Count 10 - On the occasion referred to in count 9, and at the direction of the applicant, the boy anally penetrated the applicant.
Count 11 - The applicant continued to engage in these various forms of abuse on the fifth victim over a lengthy period of time and took numerous photographs of the child naked and in various sexual positions, including performing acts of oral penetration. In one photograph taken when the child was 11 years of age he was depicted lying on a bed with the dildo in his anus, as instructed by the applicant.
Count 12 - During the period between 1989 and 1993 the next, and sixth victim who was aged between 7 and 10 years, went to the home of the applicant's mother in Swan Hill. The applicant was a family friend who used to visit the victim's grandparents' home. He would also visit the child's family, bringing them presents. During this visit the applicant took the child into a room at the rear of the house and began to speak to him about personal hygiene. He then removed the child's pants. In pretence of explaining matters of hygiene to the boy he began to masturbate him. This continued for a short time until the child requested him to stop.

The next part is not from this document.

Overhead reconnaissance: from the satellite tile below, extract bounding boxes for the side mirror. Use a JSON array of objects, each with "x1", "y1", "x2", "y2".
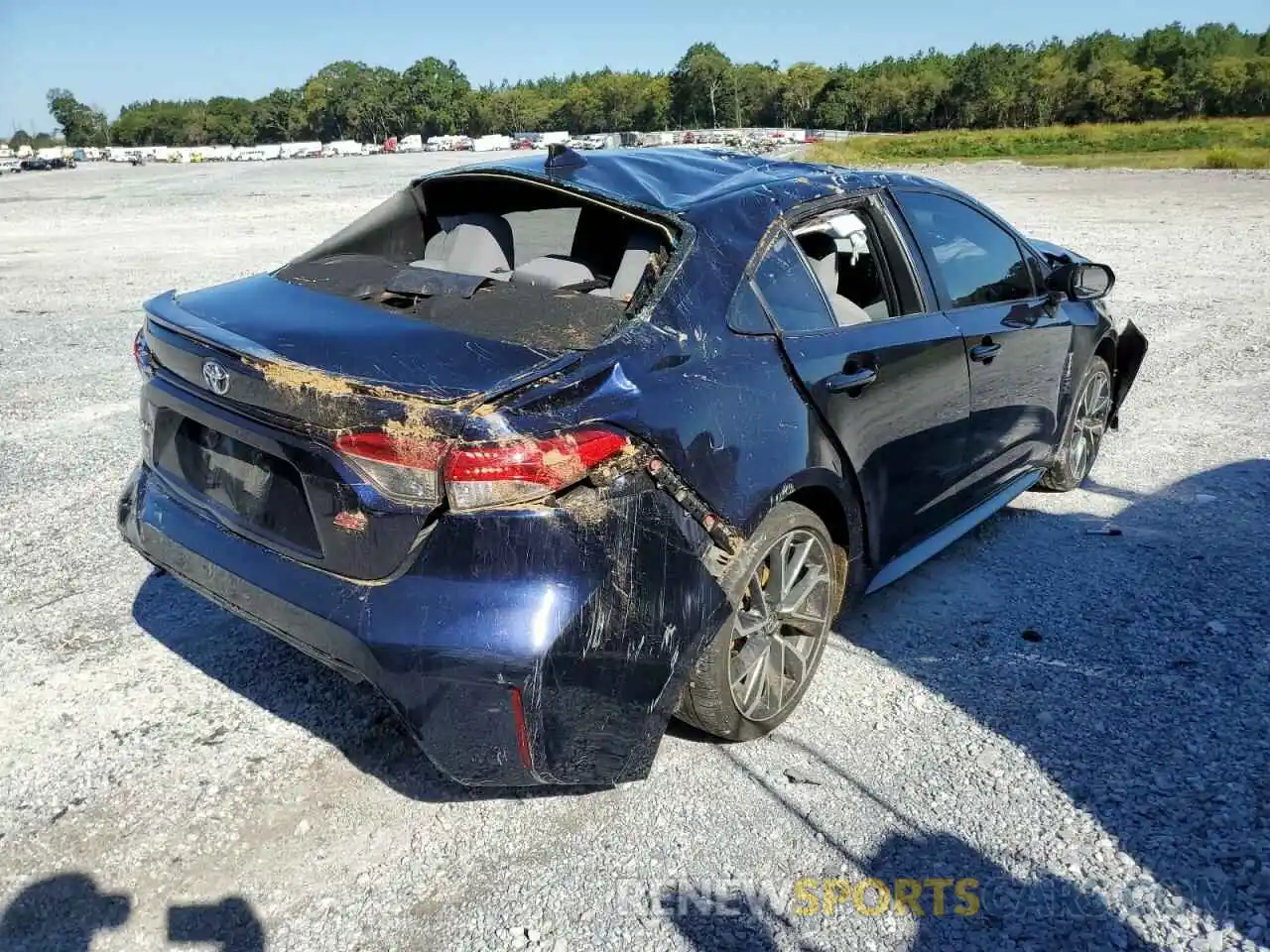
[{"x1": 1045, "y1": 263, "x2": 1115, "y2": 300}]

Count 13 - During December 1993 another young boy aged 10 years, the seventh victim, went to visit the applicant at his mother's home in Swan Hill. The applicant had gained access to this child through his friendship with the boy's grandparents. On seeing a condom on a table in the house he asked the applicant what it was. The applicant then took him to a room adjacent to the back verandah in the premises where he removed the boy's pants and then his own. He masturbated his own penis until it became erect and he placed the condom on it. He then took the child's hand and placed it on his penis and continued to masturbate. He then removed his hand and the child continued with this activity. The applicant then masturbated the child.
Count 14 - After a while on the same occasion the applicant placed his mouth over the child's penis and began to suck.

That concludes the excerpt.